По контрасту с этими столь бурными материнскими чувствами письма Георга к принцессе Мэй можно назвать нерешительными, а порой и самоуничижительными. В одном из них он даже выражал надежду, что оно «не слишком Вам наскучит, прежде чем Вы перестанете его читать и выбросите в корзину». Тень умершего брата стояла между ним и будущей невестой. Но постепенно к нему вернулась уверенность. Начались обмены подарками, семейные визиты, личные свидания. Наконец, 3 мая 1893 г. принц Георг, герцог Йоркский, сделал принцессе Мэй Текской предложение, которое было принято.

Вся страна радовалась такому решению, считая его благоприятным для интересов династии и способным уменьшить горечь утраты. Не без тайного умысла обручение состоялось в саду Шин-Лодж, в Ричмонд-парке, то есть в доме принцессы Луизы, герцогини Файфской. Оно должно было отстранить старшую и самую замкнутую из сестер принца Георга от прямого наследования трона, поскольку более достойным его королева считала внука.

Молодая пара поначалу вела себя весьма сдержанно. Принцесса Мэй по этому поводу писала жениху:

«Я приношу извинения за то, что все еще так робка с Вами, я очень старалась, но ничего не получилось, и потому злюсь на себя за это! Очень глупо, что в Вашем присутствии я становлюсь такой напряженной, но на самом деле мне нечего Вам сказать, кроме того, что я люблю Вас больше всех на свете, но не могу сказать этого вслух и потому пишу Вам, чтобы снять груз с души».

Принц Георг в тот же день отвечал:

«Слава Богу, мы понимаем друг друга, и я думаю, что должен сказать Вам, как глубока моя любовь к Вам, моя дорогая, и что с каждой нашей встречей она становится сильнее, хотя я могу показаться Вам робким и холодным. Но сейчас у нас очень много тревог и забот, что ужасно раздражает, и когда мы встречаемся, то говорим только о делах».

Обрученная пара вынуждена была также терпеть скрытое недоброжелательство со стороны тех, кто не обладал широтой и глубиной мышления старой королевы. Леди Джеральдина Сомерсет, придворная дама герцогини Кембриджской, бабушки принцессы Мэй по материнской линии, писала в дневнике: «Ясно, что здесь нет даже и намека на любовь. Мэй сияет и страшно довольна положением, но, как всегда, холодна и спокойна: у герцога Йоркского безучастный и безразличный вид».
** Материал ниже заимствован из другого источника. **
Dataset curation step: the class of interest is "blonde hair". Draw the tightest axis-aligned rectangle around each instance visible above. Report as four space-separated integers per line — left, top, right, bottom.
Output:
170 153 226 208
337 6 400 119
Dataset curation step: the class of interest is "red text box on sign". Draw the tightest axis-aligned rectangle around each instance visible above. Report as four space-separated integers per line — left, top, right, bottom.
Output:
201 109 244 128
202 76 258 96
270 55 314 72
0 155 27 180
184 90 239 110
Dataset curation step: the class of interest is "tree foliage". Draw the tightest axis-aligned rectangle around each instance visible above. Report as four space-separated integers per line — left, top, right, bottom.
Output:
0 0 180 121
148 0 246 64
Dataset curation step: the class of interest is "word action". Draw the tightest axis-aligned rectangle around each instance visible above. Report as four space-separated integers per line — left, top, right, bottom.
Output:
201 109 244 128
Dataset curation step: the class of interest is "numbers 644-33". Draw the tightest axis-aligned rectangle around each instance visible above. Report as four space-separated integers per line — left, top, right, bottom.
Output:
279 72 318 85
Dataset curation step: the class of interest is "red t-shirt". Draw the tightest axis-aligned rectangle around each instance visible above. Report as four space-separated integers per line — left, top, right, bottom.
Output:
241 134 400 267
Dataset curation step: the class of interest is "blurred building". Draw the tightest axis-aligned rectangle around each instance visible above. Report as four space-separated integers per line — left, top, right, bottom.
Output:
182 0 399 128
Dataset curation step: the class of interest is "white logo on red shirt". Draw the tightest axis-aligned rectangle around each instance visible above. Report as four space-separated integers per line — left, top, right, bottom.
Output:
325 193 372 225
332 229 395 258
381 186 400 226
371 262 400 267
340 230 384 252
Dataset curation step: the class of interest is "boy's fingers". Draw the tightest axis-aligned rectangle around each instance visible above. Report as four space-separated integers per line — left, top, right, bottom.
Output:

Оба, к счастью, были слишком заняты приготовлениями к свадьбе, чтобы обращать внимание на подобные злобные перешептывания. Только подарков было около полутора тысяч на общую сумму в 300 тыс. фунтов: в пересчете на нынешние деньги это несколько миллионов фунтов. Для принцессы Мэй, по общепринятым стандартам других королевских семей, выросшей в довольно скромной обстановке, было большой радостью выбирать себе приданое. Оплаченное щедрыми дядей и тетей, великими герцогом и герцогиней Мекленбургскими-Штрелиц, оно включало сорок костюмов, пятнадцать бальных платьев и бесчисленные шляпки, туфли и перчатки — чтобы в качестве третьей леди королевства принцессе Мэй было в чем предстать перед взыскательной публикой.

Венчание состоялось 6 июля 1893 г. в Королевской церкви Сент-Джеймсского дворца. По какой-то невероятной ошибке церемониймейстера из всех членов королевской семьи королева прибыла не последней, как положено по протоколу, а первой; однако она отнеслась к этому недоразумению с необычной для нее терпимостью и спокойно наблюдала за тем, как собирались гости. Герцог Йоркский был в форме капитана 1-го ранга Королевского военно-морского флота (это звание было присвоено ему в начале года), принцесса Мэй — в белом шелковом платье с расшитым серебром шлейфом из белой парчи. Очарованию этой сцены смогла противостоять только леди Сомерсет: «Вместо того чтобы держаться так же великолепно, как принцесса Уэльская на своей свадьбе, то есть опустив глаза, Мэй озиралась по сторонам и слегка кивала знакомым! Величайшая ошибка».

Для королевы это торжество также прошло не совсем гладко. Во время приема в саду в Мальборо-Хаус, за день до церемонии, она приветствовала господина Гладстона всего лишь сдержанным поклоном, тогда как господину Дизраэли в таком случае непременно пожала бы руку. Восьмидесятилетний премьер-министр тем не менее спокойно прошел мимо нее и без приглашения сел поблизости. «Он что, решил, что тут общественное место?» — возмущенно заметила королева.

В остальном церемония прошла безукоризненно, и вскоре новобрачные, покинув королеву, сквозь ликующие толпы народа направились к поезду, который должен был отвезти их в Сандрингем.

Принцессу Мэй иногда изображают Золушкой, которая, выйдя из нищеты, получила в награду даже не одного, а двух принцев и в конце концов заняла положение, которая императрица Фредерика назвала «первым в Европе, если не сказать — в мире». Эта сказка требует многих уточнений.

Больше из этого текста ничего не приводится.